Fuuga croisa les bras et grogna. C’était une bonne chose qu’il apprenne si vite.
« C’est le cas. C’est pourquoi je veux que vous envoyiez des gens apprendre la médecine chez nous. Je l’ai également dit à la République et à l’Union de l’Archipel. »
« Oui. J’y ai envoyé un bon nombre d’étudiants depuis mon retour. »
« Quant à moi, alors que nous commençons à peine à envoyer des gens, j’ai demandé à chacune des îles de me fournir des jeunes gens intéressés. »
Kuu et Shabon avaient répondu sur leur récepteur simple.
Je regardai Maria. « Je suis sûr que l’Empire a travaillé sur le développement médical tout autant que nous. Si Madame Maria est prête à les accepter, vous pourriez envoyer des étudiants là-bas aussi… »
Lorsque j’avais cherché une réponse, Maria avait souri et avait hoché la tête. « Bien sûr. Nous les accepterons volontiers. »
« Ohhh ! » Sill s’écria à haute voix et se pencha. « C’est merveilleux ! S’il vous plaît, prenez aussi des étudiants de mon pays ! »
« Bien sûr… Nous en enverrons aussi. Prenez soin d’eux pour nous », accepta Fuuga, alors que son visage montrait qu’il était pensif.
Les détails devaient encore être précisés, mais il avait été décidé que le premier accord mondial dans ce domaine, la Déclaration de Balm sur la médecine, serait publié.

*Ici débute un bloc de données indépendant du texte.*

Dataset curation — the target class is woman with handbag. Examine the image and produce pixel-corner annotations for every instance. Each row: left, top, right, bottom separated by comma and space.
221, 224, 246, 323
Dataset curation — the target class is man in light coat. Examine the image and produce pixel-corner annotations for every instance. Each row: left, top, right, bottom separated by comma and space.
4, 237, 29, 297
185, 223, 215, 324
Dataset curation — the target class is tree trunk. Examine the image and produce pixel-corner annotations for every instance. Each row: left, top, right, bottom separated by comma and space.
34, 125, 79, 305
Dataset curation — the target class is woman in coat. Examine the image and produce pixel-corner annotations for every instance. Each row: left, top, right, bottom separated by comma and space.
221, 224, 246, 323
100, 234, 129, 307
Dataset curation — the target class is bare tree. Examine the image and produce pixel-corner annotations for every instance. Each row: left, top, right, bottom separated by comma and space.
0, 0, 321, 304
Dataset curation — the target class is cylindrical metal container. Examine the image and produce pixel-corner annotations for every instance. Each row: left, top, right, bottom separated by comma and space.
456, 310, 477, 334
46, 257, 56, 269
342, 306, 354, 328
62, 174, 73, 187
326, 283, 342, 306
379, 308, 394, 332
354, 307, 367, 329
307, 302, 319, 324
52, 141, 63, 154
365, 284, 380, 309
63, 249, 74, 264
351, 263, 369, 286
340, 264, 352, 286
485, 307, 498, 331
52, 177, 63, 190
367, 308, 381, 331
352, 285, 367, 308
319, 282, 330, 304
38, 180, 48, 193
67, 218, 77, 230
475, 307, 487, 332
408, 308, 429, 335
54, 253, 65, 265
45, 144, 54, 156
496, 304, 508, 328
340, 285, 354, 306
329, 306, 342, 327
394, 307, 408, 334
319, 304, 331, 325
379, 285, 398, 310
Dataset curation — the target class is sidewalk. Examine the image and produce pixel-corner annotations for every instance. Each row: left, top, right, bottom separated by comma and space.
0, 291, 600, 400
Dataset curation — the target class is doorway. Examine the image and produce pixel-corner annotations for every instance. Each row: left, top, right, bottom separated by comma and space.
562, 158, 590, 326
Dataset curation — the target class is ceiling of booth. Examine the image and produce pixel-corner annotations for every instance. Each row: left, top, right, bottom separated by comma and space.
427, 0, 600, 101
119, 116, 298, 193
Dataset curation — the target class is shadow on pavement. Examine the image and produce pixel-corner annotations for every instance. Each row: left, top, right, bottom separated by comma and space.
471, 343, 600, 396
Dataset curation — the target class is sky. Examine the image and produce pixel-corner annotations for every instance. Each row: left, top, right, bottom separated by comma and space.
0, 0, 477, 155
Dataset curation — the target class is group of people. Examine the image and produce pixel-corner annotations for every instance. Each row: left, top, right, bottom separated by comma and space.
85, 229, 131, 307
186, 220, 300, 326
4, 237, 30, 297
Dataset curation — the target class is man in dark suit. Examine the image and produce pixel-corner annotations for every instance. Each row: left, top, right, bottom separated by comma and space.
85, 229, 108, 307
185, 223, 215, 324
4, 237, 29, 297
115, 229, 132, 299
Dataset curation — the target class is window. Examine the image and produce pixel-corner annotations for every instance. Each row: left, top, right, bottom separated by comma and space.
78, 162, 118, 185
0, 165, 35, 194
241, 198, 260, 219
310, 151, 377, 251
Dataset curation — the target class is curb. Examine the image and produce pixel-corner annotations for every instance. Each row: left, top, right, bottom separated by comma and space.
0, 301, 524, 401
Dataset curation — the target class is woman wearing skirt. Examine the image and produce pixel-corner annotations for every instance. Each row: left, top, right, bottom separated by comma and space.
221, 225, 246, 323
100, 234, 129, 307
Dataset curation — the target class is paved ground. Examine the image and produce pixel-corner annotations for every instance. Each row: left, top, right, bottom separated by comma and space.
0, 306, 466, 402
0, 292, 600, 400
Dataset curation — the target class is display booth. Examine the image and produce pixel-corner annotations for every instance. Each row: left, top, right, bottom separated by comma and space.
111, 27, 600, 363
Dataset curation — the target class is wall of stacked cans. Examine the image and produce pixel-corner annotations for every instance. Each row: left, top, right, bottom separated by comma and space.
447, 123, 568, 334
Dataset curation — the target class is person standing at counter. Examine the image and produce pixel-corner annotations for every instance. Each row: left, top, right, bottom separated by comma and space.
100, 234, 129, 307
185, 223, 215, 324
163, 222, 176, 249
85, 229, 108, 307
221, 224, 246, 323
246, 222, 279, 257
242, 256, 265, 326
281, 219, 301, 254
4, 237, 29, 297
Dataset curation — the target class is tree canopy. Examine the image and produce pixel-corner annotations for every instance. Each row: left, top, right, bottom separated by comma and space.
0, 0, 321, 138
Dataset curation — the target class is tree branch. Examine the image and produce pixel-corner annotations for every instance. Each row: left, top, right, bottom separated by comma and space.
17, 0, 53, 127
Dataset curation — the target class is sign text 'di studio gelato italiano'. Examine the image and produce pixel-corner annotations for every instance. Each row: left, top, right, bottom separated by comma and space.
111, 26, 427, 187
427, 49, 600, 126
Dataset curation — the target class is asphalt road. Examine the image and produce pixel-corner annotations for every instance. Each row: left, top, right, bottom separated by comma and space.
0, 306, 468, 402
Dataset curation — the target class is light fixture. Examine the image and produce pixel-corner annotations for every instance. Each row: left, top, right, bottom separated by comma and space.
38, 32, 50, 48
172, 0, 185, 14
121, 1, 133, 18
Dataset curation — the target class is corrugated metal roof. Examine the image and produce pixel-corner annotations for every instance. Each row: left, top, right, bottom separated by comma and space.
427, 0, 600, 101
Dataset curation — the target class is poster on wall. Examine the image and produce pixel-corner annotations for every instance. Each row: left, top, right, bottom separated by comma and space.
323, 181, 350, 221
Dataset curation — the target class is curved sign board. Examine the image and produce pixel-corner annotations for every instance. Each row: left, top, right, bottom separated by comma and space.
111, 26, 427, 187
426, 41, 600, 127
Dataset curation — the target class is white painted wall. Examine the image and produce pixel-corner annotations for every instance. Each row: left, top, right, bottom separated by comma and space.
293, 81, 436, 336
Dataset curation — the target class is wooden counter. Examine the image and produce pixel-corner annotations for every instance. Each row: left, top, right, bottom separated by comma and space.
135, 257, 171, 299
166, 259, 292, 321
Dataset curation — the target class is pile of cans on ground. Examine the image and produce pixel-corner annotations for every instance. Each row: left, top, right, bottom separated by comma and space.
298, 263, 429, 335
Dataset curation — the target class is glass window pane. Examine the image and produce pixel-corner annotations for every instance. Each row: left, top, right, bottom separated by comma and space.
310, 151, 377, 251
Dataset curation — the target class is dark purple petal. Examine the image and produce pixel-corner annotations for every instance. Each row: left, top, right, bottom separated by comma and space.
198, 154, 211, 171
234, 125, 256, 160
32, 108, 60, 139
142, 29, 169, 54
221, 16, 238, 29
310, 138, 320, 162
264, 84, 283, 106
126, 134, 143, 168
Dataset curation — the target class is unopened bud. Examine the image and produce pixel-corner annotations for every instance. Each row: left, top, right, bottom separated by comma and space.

Afin de mettre tous nos efforts dans le premier acte de cette déclaration, Maria, Fuuga et moi-même nous étions mis au travail en donnant des ordres à nos pays. J’avais écrit à Hakuya ce qui avait été décidé dans une lettre, et j’avais demandé à Aisha de la faire livrer à la ville portuaire de la côte ouest par messager kui.
« Pour l’instant, je pense que je peux dire que j’ai accompli quelque chose…, » avais-je dit.
« Tu en as fait plus qu’assez, Souma. »
Alors que je me sentais soulagé, Liscia se tenait à mes côtés, une main douce sur mon dos.